Gerade bei einer derart weitreichenden Bestrafung des Disziplinarbeschuldigten mit der höchstmöglichen Strafe, der Entlassung, wäre nach Ansicht des Beschwerdeführers trotz dieser "Kannbestimmung" die Abhaltung einer mündlichen Verhandlung notwendig gewesen.
Der Beschwerdeführer hätte im Rahmen einer mündlichen Verhandlung selbst seine Beweggründe nochmals schildern können und hätte die Disziplinarkommission so die Möglichkeit gehabt, sich unmittelbar einen persönlichen Eindruck vom Beschuldigten zu machen.

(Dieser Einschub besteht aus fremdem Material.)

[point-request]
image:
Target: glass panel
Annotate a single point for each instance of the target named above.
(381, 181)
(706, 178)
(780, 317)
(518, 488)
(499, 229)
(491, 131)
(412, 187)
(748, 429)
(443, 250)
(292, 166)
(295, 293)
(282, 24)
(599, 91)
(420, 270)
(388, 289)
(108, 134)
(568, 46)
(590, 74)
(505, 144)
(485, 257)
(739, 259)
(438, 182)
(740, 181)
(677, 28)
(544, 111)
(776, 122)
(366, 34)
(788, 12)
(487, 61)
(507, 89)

Gerade aufgrund der Argumentation der Disziplinarkommission bei Aufhebung der Suspendierung, musste und konnte der Beschwerdeführer nicht damit rechnen, dass der Disziplinarsenat tatsächlich die Disziplinarstrafe der Entlassung verhängen würde.
Es darf in diesem Zusammenhang nochmals auf die Begründung im Aufhebungsbescheid der Suspendierung verwiesen werden.
Im bekämpften Bescheid verweist die Disziplinarkommission nunmehr auf objektiv besonders schwere Dienstpflichtverletzungen, welche geeignet seien, das Ansehen des Beamten in der Öffentlichkeit und deren Vertrauen in die Korrektheit und Sauberkeit der Justizbediensteten, aber auch des öffentlichen Dienstes, insgesamt schwerstens zu schädigen. Diese nunmehr geäußerte Rechtsmeinung steht im Widerspruch mit der Rechtsmeinung des fast in derselben Zusammensetzung judizierenden Disziplinarsenates, weshalb dem Beschwerdeführer hier die Möglichkeit im Rahmen einer mündlichen Verhandlung hätte gegeben werden müssen, seine Argumente ausreichend vorzutragen.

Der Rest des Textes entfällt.